The church was of ashlar with a Welsh slate roof. There were twin four stage octagonal towers to the west side of and the church had a six-bay nave and a two-bay nave. A vestry was later added to the south side of the church. There was an external access to the crypt.

===Interior===
There is a tall nave with six-bay arcades. The aisle and chancel roofs had wooden vaulting. There was a south chapel which sat separate to the main chapel. The church had a carved stone fault with an oak cover added in 1916 and a decorated tracery with a crocketed spire.

==Closure and demolition==
After the diocese of Wakefield realised it would require £1 million of repairs to make the building safe the decision was taken to close the church in 2001. After a deal between the diocese and a developer fell through and a public consultation took place a decision was taken to demolish the building.

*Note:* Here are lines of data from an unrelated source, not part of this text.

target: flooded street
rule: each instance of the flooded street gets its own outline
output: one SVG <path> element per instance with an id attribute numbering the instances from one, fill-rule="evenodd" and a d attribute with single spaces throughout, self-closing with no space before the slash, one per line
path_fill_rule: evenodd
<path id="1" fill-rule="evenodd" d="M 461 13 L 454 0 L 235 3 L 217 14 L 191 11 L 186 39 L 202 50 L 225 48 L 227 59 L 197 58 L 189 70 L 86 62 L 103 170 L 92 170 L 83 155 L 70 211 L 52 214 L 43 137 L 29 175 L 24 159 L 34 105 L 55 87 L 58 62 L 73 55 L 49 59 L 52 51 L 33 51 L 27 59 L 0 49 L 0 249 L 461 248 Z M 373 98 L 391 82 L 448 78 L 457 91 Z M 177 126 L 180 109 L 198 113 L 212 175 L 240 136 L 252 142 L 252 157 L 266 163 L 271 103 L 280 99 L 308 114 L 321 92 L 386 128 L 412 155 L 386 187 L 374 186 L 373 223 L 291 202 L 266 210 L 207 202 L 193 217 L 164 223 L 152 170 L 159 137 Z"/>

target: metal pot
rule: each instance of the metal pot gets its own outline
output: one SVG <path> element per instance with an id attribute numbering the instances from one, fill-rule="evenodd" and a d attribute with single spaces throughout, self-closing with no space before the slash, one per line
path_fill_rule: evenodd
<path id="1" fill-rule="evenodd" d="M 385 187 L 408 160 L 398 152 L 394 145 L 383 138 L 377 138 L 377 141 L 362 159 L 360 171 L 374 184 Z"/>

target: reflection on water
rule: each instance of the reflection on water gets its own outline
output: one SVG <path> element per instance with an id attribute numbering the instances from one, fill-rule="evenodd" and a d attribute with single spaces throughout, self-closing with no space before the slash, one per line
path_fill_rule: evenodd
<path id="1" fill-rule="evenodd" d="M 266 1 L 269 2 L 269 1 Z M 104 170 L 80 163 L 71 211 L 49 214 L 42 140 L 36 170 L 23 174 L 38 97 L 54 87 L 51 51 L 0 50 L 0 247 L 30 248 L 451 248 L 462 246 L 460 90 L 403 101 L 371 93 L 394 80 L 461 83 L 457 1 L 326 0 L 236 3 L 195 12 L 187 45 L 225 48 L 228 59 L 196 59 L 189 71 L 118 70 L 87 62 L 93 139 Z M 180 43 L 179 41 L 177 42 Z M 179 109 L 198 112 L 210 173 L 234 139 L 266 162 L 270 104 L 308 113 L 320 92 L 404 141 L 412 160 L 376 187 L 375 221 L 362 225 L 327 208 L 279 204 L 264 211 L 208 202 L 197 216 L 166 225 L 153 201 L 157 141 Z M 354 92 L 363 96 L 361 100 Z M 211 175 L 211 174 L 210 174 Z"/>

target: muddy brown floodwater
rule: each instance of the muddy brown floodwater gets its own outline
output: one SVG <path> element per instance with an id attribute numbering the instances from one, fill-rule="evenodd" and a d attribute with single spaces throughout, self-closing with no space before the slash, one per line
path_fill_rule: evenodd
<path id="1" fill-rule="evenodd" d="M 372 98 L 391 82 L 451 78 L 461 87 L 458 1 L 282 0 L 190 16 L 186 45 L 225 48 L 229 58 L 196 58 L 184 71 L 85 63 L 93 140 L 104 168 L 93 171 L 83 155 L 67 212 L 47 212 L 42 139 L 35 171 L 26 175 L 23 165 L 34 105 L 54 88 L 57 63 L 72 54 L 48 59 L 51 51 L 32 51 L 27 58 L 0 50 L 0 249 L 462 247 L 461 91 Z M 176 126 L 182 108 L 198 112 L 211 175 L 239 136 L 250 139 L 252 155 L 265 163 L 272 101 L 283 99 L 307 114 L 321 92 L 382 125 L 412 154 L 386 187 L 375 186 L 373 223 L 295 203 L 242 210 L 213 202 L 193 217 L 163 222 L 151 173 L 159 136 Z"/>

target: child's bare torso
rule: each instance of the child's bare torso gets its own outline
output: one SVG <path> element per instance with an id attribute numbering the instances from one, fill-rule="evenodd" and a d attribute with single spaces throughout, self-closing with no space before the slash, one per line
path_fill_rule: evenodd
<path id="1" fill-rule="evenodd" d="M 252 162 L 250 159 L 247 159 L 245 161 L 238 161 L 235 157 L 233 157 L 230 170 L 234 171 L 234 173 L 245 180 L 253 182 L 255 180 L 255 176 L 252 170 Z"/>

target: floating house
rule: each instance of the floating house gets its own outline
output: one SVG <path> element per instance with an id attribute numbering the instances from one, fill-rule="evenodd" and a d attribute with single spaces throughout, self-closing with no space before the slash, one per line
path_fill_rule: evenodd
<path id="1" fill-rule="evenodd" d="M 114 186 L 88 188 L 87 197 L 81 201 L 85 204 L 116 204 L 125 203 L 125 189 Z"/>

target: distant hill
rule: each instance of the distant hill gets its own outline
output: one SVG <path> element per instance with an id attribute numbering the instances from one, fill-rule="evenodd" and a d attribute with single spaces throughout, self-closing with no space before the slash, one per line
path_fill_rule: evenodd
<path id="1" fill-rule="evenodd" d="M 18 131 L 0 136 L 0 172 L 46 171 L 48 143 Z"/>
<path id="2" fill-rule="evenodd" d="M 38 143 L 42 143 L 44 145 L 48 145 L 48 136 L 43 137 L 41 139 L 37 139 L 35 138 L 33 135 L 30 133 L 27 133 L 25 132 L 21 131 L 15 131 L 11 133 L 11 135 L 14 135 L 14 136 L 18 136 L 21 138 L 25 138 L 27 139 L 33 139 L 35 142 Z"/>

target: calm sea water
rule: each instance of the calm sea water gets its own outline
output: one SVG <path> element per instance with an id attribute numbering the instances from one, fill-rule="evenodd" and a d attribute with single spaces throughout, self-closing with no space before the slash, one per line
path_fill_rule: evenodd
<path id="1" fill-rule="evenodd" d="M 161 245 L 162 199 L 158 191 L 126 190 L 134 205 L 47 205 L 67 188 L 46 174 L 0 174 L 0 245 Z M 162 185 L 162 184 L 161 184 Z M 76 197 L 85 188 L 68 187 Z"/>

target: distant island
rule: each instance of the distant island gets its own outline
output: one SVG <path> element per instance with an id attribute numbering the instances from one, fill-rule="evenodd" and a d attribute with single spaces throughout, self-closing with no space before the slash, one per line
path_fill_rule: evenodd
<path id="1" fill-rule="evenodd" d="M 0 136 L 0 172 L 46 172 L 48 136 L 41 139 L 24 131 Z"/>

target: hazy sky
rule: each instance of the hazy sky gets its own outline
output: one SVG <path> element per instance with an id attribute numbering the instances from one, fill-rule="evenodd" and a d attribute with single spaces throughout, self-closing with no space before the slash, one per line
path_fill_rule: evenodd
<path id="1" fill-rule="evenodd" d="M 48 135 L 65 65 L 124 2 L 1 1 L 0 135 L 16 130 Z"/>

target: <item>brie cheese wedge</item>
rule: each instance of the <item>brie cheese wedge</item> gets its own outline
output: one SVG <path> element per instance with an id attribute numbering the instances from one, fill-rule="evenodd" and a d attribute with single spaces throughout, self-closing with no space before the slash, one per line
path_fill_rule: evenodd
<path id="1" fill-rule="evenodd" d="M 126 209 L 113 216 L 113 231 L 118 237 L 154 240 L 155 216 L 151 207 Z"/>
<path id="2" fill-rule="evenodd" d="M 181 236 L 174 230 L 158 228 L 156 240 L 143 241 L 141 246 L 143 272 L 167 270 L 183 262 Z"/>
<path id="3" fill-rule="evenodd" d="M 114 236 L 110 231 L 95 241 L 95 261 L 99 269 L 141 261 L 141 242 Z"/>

Campaigners fought to preserve the building and called for Secretary of State for Communities and Local Government Eric Pickles to order a public inquiry, however this wasn't to happen. The Victorian Society and the Ancient Monuments Society also called for the buildings preservation. A controversy arose after 16 misericords depicting the 16 stages of creation carved by HP Jackson in the 1920s were removed by contractors and later turned up on eBay and at a London dealer.

===Relocation===
The church relocated to its former church centre on Lake Lock Road in December 2001. The current premises are much smaller than the original church.